Walleye Fishing

The Kansas walleye spawn is the angling world’s version of “March Madness.” It often means late nights prowling rocky shorelines, casting through cold and wind. But the prize can be the long-awaited cure for cabin fever and some of the finest tasting fish fillets on the planet.

Here’s what you need to know –


Precocious males show up in spawning areas when the water temperature is around 45 degrees. For Kansas fishing, that’s usually around mid-March. Highly-coveted females get in the mood when the water is around 50 degrees. Weather systems may turn the fish off and on. Generally, spawns occur earlier in southern Kansas and at smaller lakes.


Many Kansas lakes and reservoirs have nice walleye populations. Most angling is done on the rough, rip-rap shorelines along dams.

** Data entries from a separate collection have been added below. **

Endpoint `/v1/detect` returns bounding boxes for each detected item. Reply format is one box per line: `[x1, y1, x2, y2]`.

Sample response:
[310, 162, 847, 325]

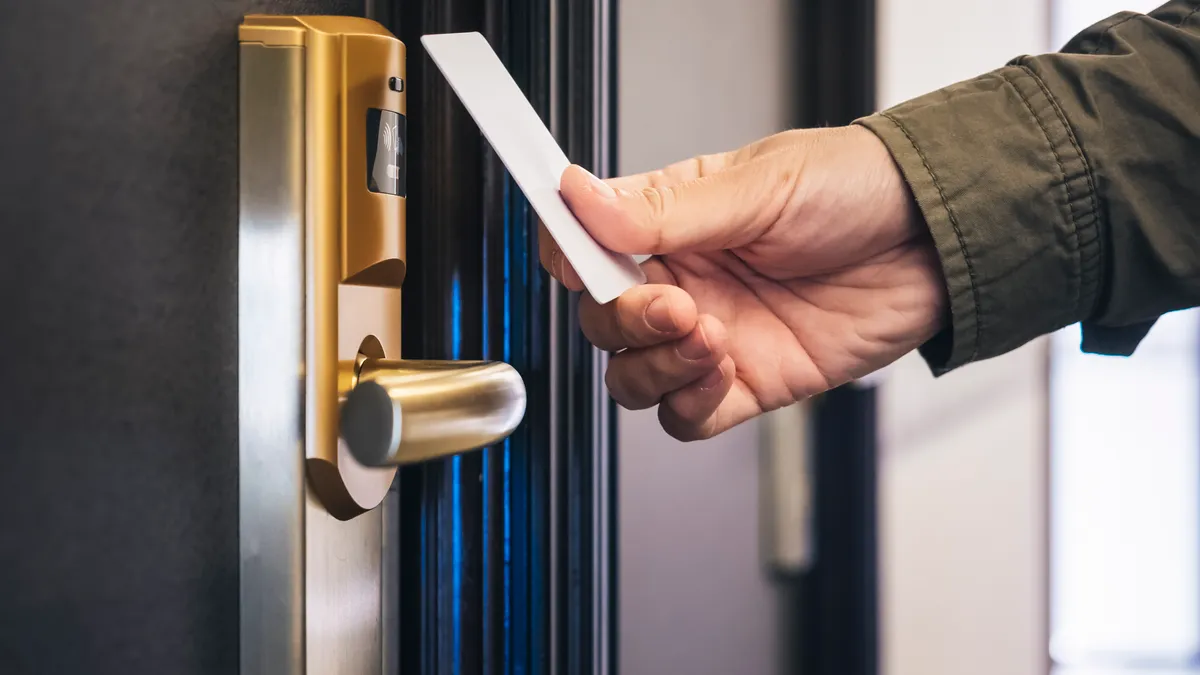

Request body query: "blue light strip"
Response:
[452, 271, 463, 360]
[452, 454, 463, 674]
[420, 480, 429, 671]
[505, 183, 513, 362]
[482, 159, 492, 673]
[451, 271, 463, 675]
[503, 180, 514, 675]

Rocky points and shorelines near the dam can also hold spawning fish.

Time to fish

Walleye spawn fishing is often best in low light conditions. That usually means dusk to dawn. Many serious spawn anglers wait until 10 p.m. or even later, before heading to the water. Sometimes the worse the weather, the better the fishing.


Light to medium-action rods and reels work best. Most Kansas anglers use spinning (open-face) outfits with 6-12 pound-test line. Marabou, curly-tail or swimbait jigs have been popular for decades. Many use long crankbaits, like traditional Rapalas.


Take a light for tying on lures and unhooking fish, but don’t point it directly at the water. It can spook the walleye. Most times you don’t have to cast way out since most active fish are concentrated by the dam. Sometimes it’s good to stay away from the crowds. Often you can hear, and see, where the fish are concentrated as they wallow and splash in the shallows.

So you know

Check regulations for size and creel limits. Not all lakes are the same. Fish not hooked inside the mouth must be released immediately. Anglers can legally keep one limit before midnight, and then fish for another after midnight. Game wardens prefer the first limit be separated from the second stringer, preferably in a different location.


Lakes releasing water often offer good walleye fishing in the outlet area below the dam. Walleye there seem to be more prone to daytime activity. There are no minimum length limits in such areas.